Bei der Bemessung der Höhe des Quorums besteht der Zielkonflikt, einerseits den missbräuchlich klagenden Aktionären die Fortsetzung ihrer erpresserischen Strategie zu erschweren, andererseits nicht mit einem Federstrich sämtlichen redlichen Klein- und einer Vielzahl von Minderheitsaktionären die Möglichkeit aus der Hand zu nehmen, auch im Freigabeverfahren eine Eintragung eines Hauptversammlungsbeschlusses zu verhindern. Denn eines muss uns auch bewusst sein: Die redlichen Anfechtungen haben seit jeher auch auf Schwachstellen und Lücken im Aktienrecht hingewiesen und somit zu einem stetigen Korrekturprozess im Aktienrecht beigetragen. Die unredlichen – weil aus rein sachfremden Erwägungen erfolgenden Anfechtungen – sind hier ein schwer zu isolierendes Phänomen.

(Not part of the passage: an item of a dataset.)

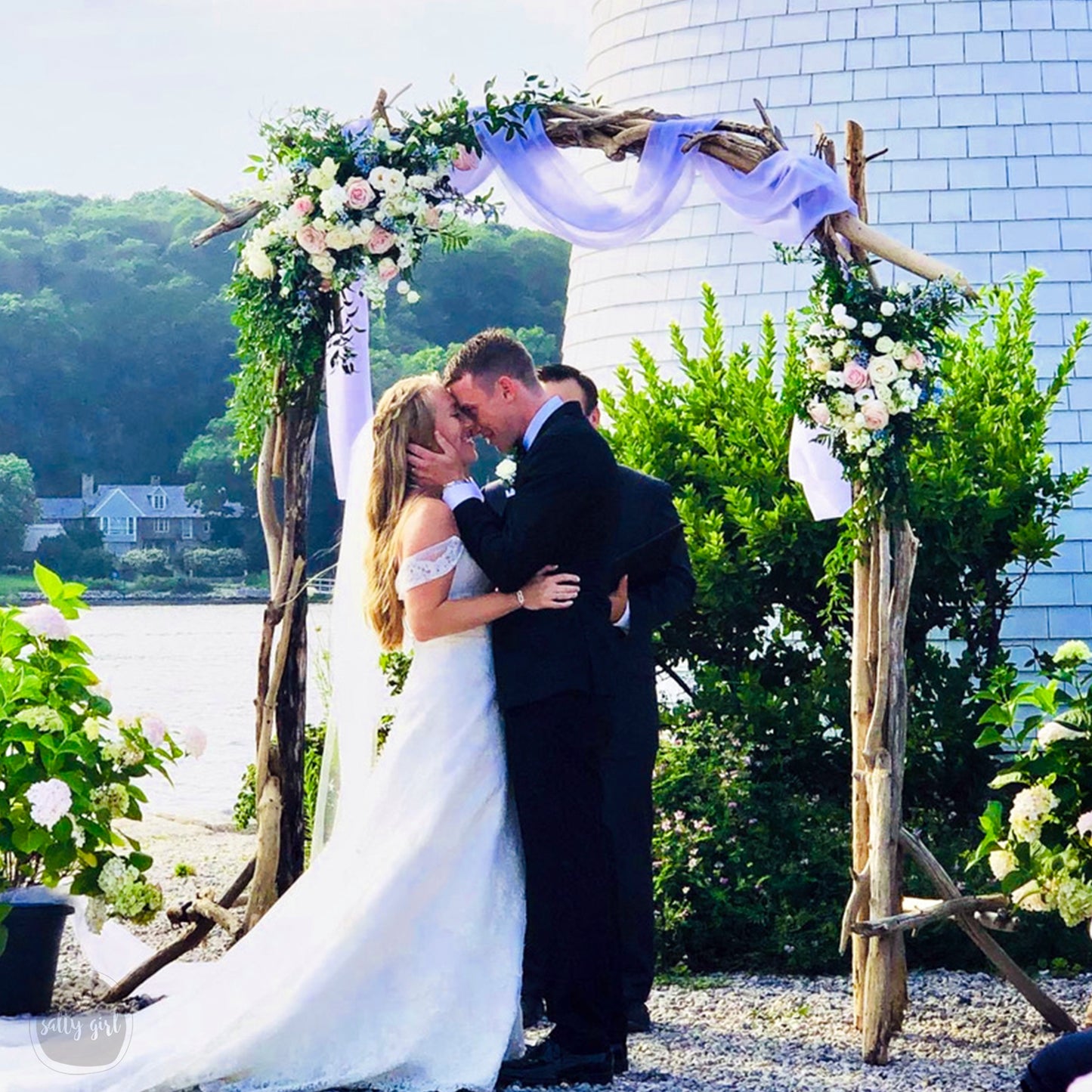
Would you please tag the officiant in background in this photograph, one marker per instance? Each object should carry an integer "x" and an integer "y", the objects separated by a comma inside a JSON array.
[{"x": 638, "y": 611}]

Der entscheidende Aspekt, den die erpresserischen Aktionäre ausnutzen, ist die zeitliche Verzögerung, die der gerichtliche Instanzenzug mit sich bringt. Dies betrifft wiederum in besonderem Maße das Freigabeverfahren. Folglich bestand in den Beratungen ein breiter Konsens zwischen den Fraktionen, dass das Freigabeverfahren auf eine Instanz beschränkt werden muss.

Ich bin froh, dass wir, anders, als es der Regierungsentwurf vorsah, die Oberlandesgerichte mit dieser Zuständigkeit betrauen werden. Dies entspricht dem gleichlautenden Gesetzentwurf des Bundesrats. Schließlich sind es dieselben Senate, welche neben dem Freigabeverfahren auch im Hauptsacheverfahren letztinstanzlich entscheiden werden, da in der Vergangenheit kaum ein einschlägiger Rechtsstreit in der ersten Instanz beendet wurde. Es wäre ein zumindest unglücklicher Zustand, sollte das Oberlandesgericht eine Entscheidung in der Hauptsache treffen, die vom Landgericht im Freigabeverfahren völlig anders bewertet wird.

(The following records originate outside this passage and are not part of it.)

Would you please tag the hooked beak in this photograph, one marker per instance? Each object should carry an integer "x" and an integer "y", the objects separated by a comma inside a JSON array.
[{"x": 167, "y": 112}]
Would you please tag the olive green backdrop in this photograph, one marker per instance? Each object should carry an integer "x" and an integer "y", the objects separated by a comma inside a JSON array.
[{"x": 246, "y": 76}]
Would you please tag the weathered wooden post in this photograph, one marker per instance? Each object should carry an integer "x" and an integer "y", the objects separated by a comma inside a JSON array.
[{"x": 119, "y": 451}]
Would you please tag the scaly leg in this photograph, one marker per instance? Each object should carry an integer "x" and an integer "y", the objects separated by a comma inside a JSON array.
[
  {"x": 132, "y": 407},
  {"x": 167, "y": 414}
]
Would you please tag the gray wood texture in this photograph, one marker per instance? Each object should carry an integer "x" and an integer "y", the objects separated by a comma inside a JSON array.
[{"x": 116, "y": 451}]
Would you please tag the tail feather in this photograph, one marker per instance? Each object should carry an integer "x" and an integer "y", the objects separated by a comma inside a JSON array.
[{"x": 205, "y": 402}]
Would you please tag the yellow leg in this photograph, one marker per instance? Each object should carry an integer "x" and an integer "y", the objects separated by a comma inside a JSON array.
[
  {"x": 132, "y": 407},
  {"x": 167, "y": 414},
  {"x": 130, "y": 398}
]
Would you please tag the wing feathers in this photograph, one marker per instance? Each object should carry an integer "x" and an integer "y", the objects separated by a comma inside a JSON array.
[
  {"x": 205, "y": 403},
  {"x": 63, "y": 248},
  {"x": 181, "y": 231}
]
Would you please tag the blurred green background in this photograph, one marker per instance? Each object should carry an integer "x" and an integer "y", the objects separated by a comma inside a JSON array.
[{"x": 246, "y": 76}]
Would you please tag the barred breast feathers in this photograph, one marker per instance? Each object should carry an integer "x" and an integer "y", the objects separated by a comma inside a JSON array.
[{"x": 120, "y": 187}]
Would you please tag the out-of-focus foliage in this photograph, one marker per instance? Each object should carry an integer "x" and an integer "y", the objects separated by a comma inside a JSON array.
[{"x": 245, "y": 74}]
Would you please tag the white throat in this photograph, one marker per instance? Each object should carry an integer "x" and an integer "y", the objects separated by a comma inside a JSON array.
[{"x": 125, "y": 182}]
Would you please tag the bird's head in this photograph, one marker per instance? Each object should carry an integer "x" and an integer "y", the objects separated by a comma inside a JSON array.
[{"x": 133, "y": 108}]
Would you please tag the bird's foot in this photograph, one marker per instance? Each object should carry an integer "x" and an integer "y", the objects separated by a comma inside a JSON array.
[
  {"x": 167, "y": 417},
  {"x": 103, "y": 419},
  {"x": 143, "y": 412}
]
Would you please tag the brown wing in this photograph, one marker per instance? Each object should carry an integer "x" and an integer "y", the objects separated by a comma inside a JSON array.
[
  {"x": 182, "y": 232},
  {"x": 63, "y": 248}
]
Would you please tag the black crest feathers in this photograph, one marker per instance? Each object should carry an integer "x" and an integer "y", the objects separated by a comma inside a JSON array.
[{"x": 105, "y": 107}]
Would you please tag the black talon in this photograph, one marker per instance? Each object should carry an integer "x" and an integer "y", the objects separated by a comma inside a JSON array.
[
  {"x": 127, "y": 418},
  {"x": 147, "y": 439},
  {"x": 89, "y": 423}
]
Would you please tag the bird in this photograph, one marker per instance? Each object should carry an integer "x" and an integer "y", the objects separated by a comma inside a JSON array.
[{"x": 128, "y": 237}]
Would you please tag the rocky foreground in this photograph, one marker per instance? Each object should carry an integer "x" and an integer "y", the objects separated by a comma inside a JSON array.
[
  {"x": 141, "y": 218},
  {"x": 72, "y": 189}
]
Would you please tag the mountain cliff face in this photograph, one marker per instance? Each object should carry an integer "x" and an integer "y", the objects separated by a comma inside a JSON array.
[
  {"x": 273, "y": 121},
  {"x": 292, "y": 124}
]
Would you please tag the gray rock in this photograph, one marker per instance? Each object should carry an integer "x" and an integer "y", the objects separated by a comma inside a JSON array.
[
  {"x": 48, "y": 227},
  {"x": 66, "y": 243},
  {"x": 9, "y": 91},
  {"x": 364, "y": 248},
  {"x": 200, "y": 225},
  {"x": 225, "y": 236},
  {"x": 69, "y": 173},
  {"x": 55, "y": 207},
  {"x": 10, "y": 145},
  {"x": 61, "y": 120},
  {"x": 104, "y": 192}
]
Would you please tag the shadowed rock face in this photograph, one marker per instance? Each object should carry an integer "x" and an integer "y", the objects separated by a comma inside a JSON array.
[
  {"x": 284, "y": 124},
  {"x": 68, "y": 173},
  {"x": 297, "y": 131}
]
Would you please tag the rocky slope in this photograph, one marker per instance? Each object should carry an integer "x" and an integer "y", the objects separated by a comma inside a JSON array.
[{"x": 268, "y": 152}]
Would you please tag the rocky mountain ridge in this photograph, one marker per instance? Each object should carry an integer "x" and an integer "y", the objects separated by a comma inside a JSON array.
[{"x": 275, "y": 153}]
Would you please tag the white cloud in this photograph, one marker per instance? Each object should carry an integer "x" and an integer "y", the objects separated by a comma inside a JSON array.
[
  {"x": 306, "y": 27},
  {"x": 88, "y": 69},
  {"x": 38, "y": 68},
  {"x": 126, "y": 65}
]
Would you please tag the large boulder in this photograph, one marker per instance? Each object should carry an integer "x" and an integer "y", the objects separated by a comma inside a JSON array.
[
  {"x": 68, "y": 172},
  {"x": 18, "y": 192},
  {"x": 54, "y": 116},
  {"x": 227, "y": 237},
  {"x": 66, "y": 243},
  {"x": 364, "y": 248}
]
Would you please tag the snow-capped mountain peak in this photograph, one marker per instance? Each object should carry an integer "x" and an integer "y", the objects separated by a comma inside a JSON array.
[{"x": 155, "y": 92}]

Es ist sinnvoll, hier nach drei Jahren eine Evaluierung vorzunehmen und zu überprüfen, ob die Neuregelung tatsächlich zu kürzeren Verfahrensdauern und schnellerer Rechtssicherheit für Gesellschaften und Aktionäre geführt hat. Das Ergebnis sollte in eine größere Reform des Beschlussmängelrechts Eingang finden.

Beschlussempfehlung und Bericht des Rechtsausschusses enthalten folglich gleich zwei Aufforderungen an den 17. Deutschen Bundestag:

Erstens: Die Evaluation der erstinstanzlichen Zuständigkeit der Oberlandesgerichte im aktienrechtlichen Freigabeverfahren bis Ende 2011.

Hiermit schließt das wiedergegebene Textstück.